Soup, soup, soup. Can’t stop, won’t stop. Soup season is the best season. Hence the flurry of soup recipes on the blog lately. They’re so simple to make and honestly so warming and filling. The best part is most soups are a one pot stop, so its easy cleanup. This soup is so easy to make and can be done in less than 30 minutes. This asian inspired soup  is filled with umami, especially from the miso and kombu. 

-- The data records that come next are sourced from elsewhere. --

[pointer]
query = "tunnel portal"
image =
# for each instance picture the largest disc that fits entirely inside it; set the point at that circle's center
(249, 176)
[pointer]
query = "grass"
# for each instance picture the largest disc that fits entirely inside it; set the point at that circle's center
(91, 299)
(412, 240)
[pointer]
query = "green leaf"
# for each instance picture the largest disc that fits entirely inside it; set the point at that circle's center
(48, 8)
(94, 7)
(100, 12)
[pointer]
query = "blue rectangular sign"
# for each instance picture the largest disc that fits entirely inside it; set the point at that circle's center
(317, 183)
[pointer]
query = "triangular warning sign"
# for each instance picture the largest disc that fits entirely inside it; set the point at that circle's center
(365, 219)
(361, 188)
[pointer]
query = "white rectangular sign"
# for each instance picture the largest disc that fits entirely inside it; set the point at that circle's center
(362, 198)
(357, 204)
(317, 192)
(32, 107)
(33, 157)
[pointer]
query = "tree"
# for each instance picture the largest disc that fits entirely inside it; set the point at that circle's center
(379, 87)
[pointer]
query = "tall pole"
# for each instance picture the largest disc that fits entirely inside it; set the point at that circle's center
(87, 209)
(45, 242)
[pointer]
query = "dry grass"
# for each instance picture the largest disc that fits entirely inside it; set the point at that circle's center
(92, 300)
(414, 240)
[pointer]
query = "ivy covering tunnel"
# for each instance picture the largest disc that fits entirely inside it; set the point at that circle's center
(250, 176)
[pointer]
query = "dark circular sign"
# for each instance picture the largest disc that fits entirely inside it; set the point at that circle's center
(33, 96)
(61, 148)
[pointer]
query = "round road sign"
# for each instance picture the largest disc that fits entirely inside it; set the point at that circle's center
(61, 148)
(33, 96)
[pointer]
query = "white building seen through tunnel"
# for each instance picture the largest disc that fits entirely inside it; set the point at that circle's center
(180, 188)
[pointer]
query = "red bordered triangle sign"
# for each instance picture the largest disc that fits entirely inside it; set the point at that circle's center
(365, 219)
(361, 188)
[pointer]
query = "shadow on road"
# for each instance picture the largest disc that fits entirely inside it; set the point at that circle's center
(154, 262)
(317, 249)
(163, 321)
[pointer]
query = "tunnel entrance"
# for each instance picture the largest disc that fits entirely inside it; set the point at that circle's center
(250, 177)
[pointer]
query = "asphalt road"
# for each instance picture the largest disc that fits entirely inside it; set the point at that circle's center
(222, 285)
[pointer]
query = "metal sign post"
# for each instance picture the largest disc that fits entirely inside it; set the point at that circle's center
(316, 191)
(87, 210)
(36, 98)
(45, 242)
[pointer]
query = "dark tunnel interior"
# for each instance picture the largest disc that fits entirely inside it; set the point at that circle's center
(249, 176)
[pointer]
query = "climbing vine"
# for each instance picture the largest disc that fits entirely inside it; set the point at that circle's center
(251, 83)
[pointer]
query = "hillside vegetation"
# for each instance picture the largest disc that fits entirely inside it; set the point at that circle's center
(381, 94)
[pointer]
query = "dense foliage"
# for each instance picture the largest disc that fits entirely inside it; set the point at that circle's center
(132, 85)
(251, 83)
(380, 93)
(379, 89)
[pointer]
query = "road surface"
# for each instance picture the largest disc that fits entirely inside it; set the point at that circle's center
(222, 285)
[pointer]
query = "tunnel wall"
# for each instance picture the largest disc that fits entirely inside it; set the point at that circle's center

Kombu is dried kelp/seaweed. You can find it at most Asian stores, but we bought ours here on Amazon. It’s a simple ingredient but it adds so much flavor. In fact, whenever you go to Japanese and Chinese restaurants, and you’re sitting there trying to figure out how their soup/broth/dashi has so much flavor. The not-so-secret ingredient is kombu!

Ingredients:

  • Baby bella mushrooms (20 oz, sliced)
  • Baby bok choy (3)
  • Kombu (1 4 inch piece)
  • White Miso Paste(1.5 tablespoon)
  • Chili Garlic Sauce (1-2 teaspoon)
  • Soy Sauce (1 teaspoon)
  • Toasted sesame oil (1 teaspoon)
  • Rice vinegar (1 teaspoon)
  • Salt
  • Olive Oil (1.5 tablespoon)
  • Water (3 cups)

Recipe: (4 servings)

  1. First prep your bok choy. Chop the end (core) off and separate the leaves. Then rinse the leaves and set aside.
  2. In a large pot,  heat 1 tablespoon of olive oil on medium high heat. Once the oil is hot, add the mushrooms and cook until they reduce (about 6-8 minutes). The mushrooms will likely release a lot of water, which is great because it adds to the flavor of the broth.
  3. Once the mushrooms have reduced to about half their size, you can add 1 cup of water. Increase the heat to high and once the water is boiling, you can add the miso paste. Let the miso paste dissolve by stirring frequently. 
  4. At this point, you can add the kombu and the remaining 2 cups of water. Allow the broth to come to a simmer. 
  5. Add the chili garlic paste (add more if you want it spicy), rice vinegar, sesame oil, soy sauce and stir. Add salt to taste. 
  6. You can now add the bok choy leaves to the broth. They should take about 1-2 minutes until they are wilted through. At that point, you can turn the heat off.
  7. Serve in large bowl.  Ensure that you remove the kombu from the broth. It is edible but it can be a bit overpowering to get a giant sheet of kombu in a bowl of soup. So I removed it and set it aside. 2 minutes later it was gone, my husband ate it. He thought it was a delicious pre-dinner snack.